Крепкий утренник сковал снова начавшие было расползаться последние ледяные залысины. Выпавший с вечера обильный снег к полудню растаял на открытых местах, в густом лесу его кружево все еще покоилось на тонком, местами толщиной в картонный лист, но твердом ледяном панцире. Лихая фронтовая дорога, изжевавшая не одну луговину на добрых полсотни метров в ту и другую сторону, в лесу притихла, втянулась в свое русло, сузилась до предела, стиснутая с боков замшелыми деревьями. От тесноты она поминутно петляла, то уходя от объятий старухи-ели, то уклоняясь от встречи с могучим дубом; лошади пугались, фыркали и спотыкались, носилки встряхивало, голова полковника с белым, словно обсыпанным мукой, лицом и прилипшими ко лбу мокрыми волосами, беспомощно моталась из стороны в сторону. Рыбаков наотмашь хлестал нагайкой по взмыленным крупам лошадей и матерился сквозь зубы, Бовин боязливо помалкивал.
Скоро лес кончился, всадники выехали на опушку, с которой была хорошо видна ломаная линия траншей с редкими дымками костров, нежнозелеными ковриками молодой травы, черными дырами воронок в них и расплывшимися грязными пятнами в местах стоянки походных кухонь. За десять-двенадцать пасмурных дней братья-славяне успели позабыть об авиации противника…
– Вот и довезли, – довольно начал Рыбаков, отирая пот фуражкой с зеленым верхом, но Бовин строго оборвал его:
– Полковник умирает.
Рыбаков скатился с игреневого жеребца, подошел к носилкам. Борис Митрофанович слабо повел в его сторону белками глаз, едва заметно шевельнул пепельно-серыми губами. Бовин с готовностью подался вперед, но Рыбаков отстранил его.
– Отойди, медицина, твое время кончилось.
Отстегнув от пояса флягу, он влил несколько капель водки в почти безжизненный рот полковника. И произошло чудо: глаза раненого ожили, нижняя челюсть подобралась, губы сжались. Поляков медленно поднял руку, согнутой кистью указал на карман гимнастерки. Рыбаков понимающе кивнул, расстегнул пуговицу, достал тонкую пачку документов, завернутых в проолифованную бумагу.
– Ясно, товарищ полковник. Как прибудем, я вас в медсанбат доставлю, а документ отдам как положено…
Поляков остановил его взглядом. Едва слышно произнес:
– Там… достань…
Рыбаков торопливо развернул бумагу. Из свертка выпала фотография молодой женщины в коротком летнем платье и светлой косынке.
– Это?
Полковник с полминуты напряженно вглядывался, затем благодарно опустил веки.

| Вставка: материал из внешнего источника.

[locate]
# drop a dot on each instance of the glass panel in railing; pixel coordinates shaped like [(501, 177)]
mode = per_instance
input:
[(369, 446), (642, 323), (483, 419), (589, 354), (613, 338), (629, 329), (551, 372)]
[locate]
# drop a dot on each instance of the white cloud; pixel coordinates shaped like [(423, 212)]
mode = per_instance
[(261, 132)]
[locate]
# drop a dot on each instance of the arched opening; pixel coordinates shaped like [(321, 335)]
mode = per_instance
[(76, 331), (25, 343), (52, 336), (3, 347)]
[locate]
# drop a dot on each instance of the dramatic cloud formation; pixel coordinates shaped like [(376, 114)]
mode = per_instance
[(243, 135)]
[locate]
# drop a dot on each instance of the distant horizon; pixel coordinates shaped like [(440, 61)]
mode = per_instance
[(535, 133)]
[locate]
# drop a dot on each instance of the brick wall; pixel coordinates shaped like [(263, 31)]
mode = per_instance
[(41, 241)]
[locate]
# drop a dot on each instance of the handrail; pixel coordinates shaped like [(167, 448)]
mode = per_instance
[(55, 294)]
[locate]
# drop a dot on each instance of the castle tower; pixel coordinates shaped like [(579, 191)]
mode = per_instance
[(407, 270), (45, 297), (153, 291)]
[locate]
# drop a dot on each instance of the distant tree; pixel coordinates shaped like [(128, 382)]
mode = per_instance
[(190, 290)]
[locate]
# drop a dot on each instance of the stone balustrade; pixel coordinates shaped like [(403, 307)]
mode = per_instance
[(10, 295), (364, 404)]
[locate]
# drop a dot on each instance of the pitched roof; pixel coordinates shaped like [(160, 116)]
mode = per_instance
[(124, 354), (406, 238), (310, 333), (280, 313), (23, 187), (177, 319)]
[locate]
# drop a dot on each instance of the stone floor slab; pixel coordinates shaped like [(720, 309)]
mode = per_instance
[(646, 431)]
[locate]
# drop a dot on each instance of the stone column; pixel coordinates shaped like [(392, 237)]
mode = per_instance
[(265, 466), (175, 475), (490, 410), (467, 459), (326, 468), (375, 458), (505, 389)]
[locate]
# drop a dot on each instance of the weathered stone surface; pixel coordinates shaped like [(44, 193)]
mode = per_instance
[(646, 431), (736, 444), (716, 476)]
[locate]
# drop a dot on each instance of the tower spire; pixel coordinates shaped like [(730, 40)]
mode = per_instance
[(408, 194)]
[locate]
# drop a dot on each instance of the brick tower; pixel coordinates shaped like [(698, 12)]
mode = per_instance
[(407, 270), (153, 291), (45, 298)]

Бовин зашел с другой стороны, взглянул. С фотографии на него смотрела, улыбаясь полным белозубым ртом его начальница, военврач второго ранга Полякова, только не в военной форме, а в гражданской одежде с большим букетом полевых ромашек в руках.
Когда он снова перевел взгляд на полковника, тот был уже мертв.
Сержант и солдат сняли каски, потом Рыбаков двумя пальцами, еще не отмытыми от крови двух живых существ, закрыл глаза полковнику, как это делали у него на родине в деревне. Сделав это, он поднял автомат и дал короткую очередь в воздух. Возле траншей всполошились, дремавшие на солнышке часовые повскакали, раздались беспорядочные выстрелы, потом заработал станковый пулемет и над головами санинструктора и сержанта запели пули.
– Салют по форме, – говорил Рыбаков, стоя во весь рост под сосной, с которой на него и на мертвого Полякова сыпалась хвоя. Вскоре стрельба прекратилась. К опушке цепью приближались люди.
Глава четвертая
Солнце било в глаза, упорно стремясь проникнуть сквозь сомкнутые веки, вокруг гудели людские голоса, совсем рядом, возле уха, противно царапали жестью о жесть – выскабливали котелок – а Мухин все никак не мог проснуться. Его обескураженный непривычно долгим сном мозг воспринимал звуки, но не был в силах дать им трезвое объяснение. Мухину виделись то картины недавно забытого детства– что-то вроде деревенской кузницы, куда они с отцом забрели однажды, – то недавняя учеба в Саратовском военном училище – белый от солнца полигон и выбивающие барабанную дробь пулеметы. Раза два его принимался будить Верховский – звал обедать. Мухин слышал его голос и легкие, деликатные толчки, но через секунду и голос, и толчки сами превращались в детали сновидений. Дудахин, взяв котелок с кашей из рук Верховского, поднес его вплотную к носу взводного и подержал с минуту. Мухин проснулся.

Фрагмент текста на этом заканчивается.